A few words on families
Brad finally had the opportunity to get back at me when Michelle Walkenshaw-Herrera graciously handed over the dunking balls Saturday at the Heritage Days dunking booth.
I guess he wasn't as upset with me as I suspected, since it took him six throws to finally get me into the water.
Of course, now that he's had the opportunity to take out his frustrations once, it seems he thinks he can continue with his new-found independence.
We were sitting with a friend at a local establishment the other night when he looked across the table and informed me -- in no uncertain terms -- "You need to do something about your roots."
It didn't take me long to recover from the statement and quickly reply "Why? Are you feeling threatened? My intelligence is starting to show, isn't it?"
I was visiting with my mom the other day and she told me my son, Shane, had called to tell her he was re-enlisting in the U.S. Coast Guard -- not for the two years he had previously told me about, but for six years -- six very long years.
Don't get me wrong. I'm really proud of him, and I certainly think he's making the right decision, but SIX YEARS?
I was telling some co-workers about the news and tried explaining to them there's nothing wrong with him serving his country another six years, but California is nearly half a world away.
"No," said co-worker Bill. "California's in another universe.
The last time I heard from Shane it was to tell me that he was bringing back a busload of Californians to let me know what they thought of being called clowns. I asked him how big of a bus he needed and whether I could help in getting it chartered.
On a more serious note, I stopped in Cambridge earlier this week to visit with a young man who was back on leave from Iraq.
Spc. Ryan Nickerson, received a 15-day leave to come back and spend some time with his family and friends. Ryan's mom, Beth, sat in on the interview and it made me realize that not only do these young soldiers deserve our support and our prayers, but their families should also be remembered every day.
It can't be an easy task to send your child to a far away country.
While I was in Cambridge, I stopped to visit the grave of my sister who died of breast cancer Sept. 28, 1997. When we took her to her final resting place, her's was the only grave in the newly developed part of the cemetery. Today her grave lays among many. Her headstone is a simple piece of granite with the words "Our Star" carved on the back and the briefest description of her life. "Linda Banzhaf Thompson," it reads. "June 11, 1958 -- September 28, 1996. Thank you for all your love." The grave is always decorated with flowers of the season by my loving parents.

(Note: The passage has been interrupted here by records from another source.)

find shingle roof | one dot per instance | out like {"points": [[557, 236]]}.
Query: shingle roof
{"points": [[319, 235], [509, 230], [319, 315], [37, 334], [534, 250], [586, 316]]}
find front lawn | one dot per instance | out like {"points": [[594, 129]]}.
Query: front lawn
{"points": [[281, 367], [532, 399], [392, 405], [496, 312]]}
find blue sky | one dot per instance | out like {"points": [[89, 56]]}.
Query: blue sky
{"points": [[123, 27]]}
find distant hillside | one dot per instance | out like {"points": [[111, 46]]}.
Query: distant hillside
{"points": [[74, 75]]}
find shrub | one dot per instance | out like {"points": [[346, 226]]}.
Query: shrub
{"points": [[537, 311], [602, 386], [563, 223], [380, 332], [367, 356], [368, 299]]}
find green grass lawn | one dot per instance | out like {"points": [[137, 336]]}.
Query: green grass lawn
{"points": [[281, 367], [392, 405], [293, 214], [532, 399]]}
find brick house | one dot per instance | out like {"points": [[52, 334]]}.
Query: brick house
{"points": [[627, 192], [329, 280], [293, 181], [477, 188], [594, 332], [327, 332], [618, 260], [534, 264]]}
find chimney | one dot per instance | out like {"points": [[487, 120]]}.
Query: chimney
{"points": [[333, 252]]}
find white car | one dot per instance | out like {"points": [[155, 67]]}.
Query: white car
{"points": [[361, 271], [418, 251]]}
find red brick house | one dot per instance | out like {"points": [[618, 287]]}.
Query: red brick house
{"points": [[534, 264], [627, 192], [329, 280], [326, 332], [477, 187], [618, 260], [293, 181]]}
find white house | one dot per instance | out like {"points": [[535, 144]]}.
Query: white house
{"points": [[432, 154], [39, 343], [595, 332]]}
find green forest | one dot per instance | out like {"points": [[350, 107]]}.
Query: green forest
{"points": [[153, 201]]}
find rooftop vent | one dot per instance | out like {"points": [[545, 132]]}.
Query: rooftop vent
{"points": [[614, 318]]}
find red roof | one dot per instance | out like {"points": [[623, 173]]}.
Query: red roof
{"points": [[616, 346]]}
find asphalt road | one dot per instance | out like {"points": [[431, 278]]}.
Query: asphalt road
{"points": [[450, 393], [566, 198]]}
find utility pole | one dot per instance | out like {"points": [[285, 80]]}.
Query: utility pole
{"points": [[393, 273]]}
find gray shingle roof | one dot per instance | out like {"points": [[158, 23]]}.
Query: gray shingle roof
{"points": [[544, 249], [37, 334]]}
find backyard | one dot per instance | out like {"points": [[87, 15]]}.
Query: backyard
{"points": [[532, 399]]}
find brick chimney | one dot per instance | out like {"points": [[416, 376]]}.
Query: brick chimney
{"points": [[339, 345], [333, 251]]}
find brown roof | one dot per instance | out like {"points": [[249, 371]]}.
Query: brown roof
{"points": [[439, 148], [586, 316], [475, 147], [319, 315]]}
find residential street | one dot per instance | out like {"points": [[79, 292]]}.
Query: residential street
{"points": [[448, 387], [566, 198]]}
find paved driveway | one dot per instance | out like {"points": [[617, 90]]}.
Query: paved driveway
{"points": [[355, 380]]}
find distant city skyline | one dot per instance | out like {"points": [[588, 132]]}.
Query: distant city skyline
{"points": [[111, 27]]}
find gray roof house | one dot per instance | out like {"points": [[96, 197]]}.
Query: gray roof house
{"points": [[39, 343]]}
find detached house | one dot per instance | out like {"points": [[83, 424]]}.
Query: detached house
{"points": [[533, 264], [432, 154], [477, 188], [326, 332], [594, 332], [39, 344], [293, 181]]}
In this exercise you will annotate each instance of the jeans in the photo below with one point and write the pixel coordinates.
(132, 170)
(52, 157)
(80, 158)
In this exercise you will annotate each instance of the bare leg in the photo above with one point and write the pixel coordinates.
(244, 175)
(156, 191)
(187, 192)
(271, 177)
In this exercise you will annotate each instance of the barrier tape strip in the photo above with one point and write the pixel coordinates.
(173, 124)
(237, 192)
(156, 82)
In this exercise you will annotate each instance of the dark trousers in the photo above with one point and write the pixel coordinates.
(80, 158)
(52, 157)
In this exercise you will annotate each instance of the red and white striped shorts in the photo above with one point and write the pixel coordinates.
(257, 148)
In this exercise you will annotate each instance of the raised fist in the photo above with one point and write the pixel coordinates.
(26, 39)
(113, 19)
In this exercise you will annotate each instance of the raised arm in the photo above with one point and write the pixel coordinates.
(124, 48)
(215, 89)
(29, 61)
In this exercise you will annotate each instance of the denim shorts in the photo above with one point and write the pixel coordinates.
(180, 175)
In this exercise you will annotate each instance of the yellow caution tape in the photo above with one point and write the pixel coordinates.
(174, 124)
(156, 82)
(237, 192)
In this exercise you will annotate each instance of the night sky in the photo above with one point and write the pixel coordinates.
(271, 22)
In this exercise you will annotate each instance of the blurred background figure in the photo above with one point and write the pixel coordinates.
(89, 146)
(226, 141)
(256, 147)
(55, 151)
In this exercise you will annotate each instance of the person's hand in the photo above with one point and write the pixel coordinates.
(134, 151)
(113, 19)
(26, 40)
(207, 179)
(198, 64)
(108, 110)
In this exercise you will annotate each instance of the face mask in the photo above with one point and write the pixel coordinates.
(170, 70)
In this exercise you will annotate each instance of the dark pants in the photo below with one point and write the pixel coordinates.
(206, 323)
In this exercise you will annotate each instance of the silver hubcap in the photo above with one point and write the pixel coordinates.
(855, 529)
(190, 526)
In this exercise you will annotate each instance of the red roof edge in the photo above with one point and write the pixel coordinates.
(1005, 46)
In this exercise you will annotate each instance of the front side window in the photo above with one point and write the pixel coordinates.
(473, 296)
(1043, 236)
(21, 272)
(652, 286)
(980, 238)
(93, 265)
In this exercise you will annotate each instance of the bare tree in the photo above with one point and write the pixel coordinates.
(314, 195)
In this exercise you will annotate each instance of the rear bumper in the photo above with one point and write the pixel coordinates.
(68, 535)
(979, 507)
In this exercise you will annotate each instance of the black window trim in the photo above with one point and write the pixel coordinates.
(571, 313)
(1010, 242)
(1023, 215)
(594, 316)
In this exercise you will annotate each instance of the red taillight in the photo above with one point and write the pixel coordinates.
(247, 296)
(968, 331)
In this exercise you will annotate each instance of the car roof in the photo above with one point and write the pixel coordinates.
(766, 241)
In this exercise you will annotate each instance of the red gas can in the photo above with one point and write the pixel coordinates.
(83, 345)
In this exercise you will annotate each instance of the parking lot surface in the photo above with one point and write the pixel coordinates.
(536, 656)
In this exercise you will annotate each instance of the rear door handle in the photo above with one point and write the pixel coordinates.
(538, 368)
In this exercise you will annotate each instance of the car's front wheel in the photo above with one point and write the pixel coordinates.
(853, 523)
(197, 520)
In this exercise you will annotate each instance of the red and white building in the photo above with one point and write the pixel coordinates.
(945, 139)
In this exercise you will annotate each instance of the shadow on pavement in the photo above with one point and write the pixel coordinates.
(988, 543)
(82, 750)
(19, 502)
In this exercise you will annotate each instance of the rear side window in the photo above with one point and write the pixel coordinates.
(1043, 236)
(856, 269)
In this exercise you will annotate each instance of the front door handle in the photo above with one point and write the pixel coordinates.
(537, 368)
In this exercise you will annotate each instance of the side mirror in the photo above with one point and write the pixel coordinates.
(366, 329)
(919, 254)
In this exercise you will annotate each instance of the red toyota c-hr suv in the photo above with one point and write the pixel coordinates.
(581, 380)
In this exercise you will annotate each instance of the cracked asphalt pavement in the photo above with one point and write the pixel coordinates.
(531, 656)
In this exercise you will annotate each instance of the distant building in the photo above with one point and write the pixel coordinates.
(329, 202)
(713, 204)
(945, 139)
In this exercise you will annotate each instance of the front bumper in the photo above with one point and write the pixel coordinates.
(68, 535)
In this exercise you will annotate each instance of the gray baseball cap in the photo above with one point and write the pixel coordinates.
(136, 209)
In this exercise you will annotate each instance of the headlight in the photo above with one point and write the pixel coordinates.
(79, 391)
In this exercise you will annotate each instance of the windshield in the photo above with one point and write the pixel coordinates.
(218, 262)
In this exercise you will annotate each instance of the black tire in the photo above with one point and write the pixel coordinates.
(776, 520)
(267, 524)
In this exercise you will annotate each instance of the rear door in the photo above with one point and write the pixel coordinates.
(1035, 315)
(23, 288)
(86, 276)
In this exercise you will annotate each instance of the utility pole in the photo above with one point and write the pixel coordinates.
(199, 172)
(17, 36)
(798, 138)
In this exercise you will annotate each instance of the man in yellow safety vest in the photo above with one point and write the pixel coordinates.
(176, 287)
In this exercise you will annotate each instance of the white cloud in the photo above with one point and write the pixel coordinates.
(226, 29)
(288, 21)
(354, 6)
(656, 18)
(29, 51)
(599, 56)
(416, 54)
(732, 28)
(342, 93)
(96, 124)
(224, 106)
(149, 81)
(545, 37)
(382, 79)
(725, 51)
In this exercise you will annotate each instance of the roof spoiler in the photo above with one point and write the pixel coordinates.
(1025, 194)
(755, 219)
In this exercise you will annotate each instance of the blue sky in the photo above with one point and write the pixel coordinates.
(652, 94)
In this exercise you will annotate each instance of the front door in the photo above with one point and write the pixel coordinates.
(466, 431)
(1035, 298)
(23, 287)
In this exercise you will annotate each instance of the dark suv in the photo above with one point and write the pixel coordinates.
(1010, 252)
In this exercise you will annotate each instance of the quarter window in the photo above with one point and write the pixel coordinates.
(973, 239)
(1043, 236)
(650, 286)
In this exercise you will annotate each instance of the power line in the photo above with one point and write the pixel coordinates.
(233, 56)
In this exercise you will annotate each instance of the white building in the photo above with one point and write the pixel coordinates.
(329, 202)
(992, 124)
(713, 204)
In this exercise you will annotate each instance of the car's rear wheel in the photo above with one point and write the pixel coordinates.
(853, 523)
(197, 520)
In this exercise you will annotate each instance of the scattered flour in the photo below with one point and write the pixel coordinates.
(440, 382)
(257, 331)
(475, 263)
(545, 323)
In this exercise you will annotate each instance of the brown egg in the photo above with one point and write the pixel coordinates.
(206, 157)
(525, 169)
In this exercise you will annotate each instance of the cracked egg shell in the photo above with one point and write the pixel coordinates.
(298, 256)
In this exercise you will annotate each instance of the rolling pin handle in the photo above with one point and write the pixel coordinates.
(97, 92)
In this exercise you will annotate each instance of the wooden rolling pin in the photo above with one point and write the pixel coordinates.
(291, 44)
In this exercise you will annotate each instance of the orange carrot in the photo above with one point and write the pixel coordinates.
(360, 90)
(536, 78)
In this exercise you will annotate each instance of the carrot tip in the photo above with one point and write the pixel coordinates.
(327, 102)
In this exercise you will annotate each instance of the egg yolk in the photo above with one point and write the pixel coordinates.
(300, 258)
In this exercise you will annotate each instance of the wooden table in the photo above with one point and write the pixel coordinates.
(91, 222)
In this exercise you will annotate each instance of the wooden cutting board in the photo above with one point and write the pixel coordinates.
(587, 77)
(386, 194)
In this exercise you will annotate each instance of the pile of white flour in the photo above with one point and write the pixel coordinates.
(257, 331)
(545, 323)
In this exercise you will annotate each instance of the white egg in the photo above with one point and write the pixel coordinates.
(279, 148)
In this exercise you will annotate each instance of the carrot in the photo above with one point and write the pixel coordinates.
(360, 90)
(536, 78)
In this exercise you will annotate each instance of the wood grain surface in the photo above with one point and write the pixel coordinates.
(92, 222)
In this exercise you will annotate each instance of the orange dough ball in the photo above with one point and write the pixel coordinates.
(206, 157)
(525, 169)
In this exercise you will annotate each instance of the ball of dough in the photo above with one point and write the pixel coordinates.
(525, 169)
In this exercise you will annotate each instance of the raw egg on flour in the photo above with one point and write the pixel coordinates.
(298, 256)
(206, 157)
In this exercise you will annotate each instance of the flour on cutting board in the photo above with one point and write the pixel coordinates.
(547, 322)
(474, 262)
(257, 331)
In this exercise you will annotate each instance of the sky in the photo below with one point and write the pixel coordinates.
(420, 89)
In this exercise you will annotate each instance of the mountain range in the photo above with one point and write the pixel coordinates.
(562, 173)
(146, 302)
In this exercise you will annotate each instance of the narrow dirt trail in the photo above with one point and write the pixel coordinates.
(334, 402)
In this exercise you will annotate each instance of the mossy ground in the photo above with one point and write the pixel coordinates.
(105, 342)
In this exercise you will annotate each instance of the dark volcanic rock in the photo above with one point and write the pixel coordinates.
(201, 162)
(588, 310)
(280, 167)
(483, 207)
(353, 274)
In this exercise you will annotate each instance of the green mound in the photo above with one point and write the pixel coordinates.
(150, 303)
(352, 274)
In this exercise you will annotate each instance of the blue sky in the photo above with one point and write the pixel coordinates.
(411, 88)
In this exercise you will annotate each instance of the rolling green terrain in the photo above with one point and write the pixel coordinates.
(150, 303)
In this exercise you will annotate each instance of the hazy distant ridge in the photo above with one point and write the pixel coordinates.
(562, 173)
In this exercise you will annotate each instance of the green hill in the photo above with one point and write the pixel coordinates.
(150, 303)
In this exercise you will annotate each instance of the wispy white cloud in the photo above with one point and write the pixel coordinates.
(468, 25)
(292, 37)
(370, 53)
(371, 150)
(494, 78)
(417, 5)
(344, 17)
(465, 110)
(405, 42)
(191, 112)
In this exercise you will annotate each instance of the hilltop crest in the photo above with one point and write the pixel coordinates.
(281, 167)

Even after six years the tears start to flow as I think of the influence she had on my life. Her life was my inspiration and the last oath she asked me to take is what has brought me to where I am today.
October is National Breast Cancer Awareness Month. I encourage women of all ages to go to their doctors, conduct monthly breast self-exams and educate themselves on the risks of breast cancer. It can happen to anyone. It happened to Linda. She was 38.